Forbes has reported that:
A federal judge in Southern Florida today unsealed an indictment charging two foreign bankers, one a former private banker for UBS AG, with defrauding the U.S. by helping billionaire Orange County, Calf., real estate developer Igor M. Olenicoff evade U.S. taxes on $200 million hidden in Swiss and Liechtenstein bank accounts.
The charge is that:
in 2001, Birkenfeld's employer entered into a Qualified Intermediary agreement with the U.S. That agreement required UBS to identify any customers who received U.S. source income that was reportable to the Internal Revenue Service and to report that income. As part of the process, UBS agreed to have customers fill out IRS form W-8BEN, which requires foreign beneficial owners of bank accounts to be identified---a departure from historical Swiss bank secrecy laws.
But Birkenfeld and Staggl, the indictment alleges, defrauded the IRS by falsifying Swiss bank documents and W-8BENs, and by setting up "nominee entities" to hide the true ownership of assets. Staggl, according to the indictment, was the owner of New Haven Trust Company Ltd., a Liechtenstein trustee of accounts used to hide Olenicoff's ownership of assets.
I do not know if this is true, of course. Clearly someone does or the matter would not have got this far.
What I can say is this: I warmly welcome this approach.
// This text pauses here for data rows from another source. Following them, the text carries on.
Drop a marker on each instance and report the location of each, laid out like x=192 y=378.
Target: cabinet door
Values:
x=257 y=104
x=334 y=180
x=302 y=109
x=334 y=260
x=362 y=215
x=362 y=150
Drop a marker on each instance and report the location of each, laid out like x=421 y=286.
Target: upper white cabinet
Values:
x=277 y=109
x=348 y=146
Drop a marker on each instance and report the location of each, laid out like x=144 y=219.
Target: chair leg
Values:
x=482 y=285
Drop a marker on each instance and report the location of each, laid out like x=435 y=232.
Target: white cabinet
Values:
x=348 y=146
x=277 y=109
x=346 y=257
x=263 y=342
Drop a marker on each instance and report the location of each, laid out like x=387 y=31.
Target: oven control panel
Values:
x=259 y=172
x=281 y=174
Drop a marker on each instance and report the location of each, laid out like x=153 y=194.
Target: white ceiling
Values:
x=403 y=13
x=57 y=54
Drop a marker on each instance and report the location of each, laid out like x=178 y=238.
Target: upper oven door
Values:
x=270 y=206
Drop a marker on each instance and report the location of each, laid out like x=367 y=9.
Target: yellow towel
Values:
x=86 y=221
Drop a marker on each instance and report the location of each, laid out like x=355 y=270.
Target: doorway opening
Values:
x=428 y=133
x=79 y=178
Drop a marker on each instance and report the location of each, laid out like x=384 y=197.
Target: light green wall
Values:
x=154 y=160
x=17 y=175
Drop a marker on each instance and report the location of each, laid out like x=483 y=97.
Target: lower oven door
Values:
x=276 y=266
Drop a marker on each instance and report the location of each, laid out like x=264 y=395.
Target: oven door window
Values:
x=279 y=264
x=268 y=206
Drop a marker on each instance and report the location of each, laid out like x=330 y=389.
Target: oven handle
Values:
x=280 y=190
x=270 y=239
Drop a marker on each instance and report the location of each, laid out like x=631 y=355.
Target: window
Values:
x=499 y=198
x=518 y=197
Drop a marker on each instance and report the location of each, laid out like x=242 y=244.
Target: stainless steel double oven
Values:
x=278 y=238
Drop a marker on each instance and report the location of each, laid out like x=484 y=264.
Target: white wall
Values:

It is absolutely essential that those who supply corruption services are prosecuted. They commit economic crimes, even when they work for the largest banks and accountants and lawyers and must carry the responsibility for doing so. And so should their employers do so.
Only then will we bring these organisations to account for the activities they undertake in tax havens.
On which point, by the way, I still note that not one Big 4 firm has yet justified the existence of its Liechtenstein firm. I'm not surprised. There can be no ethical justification for being there.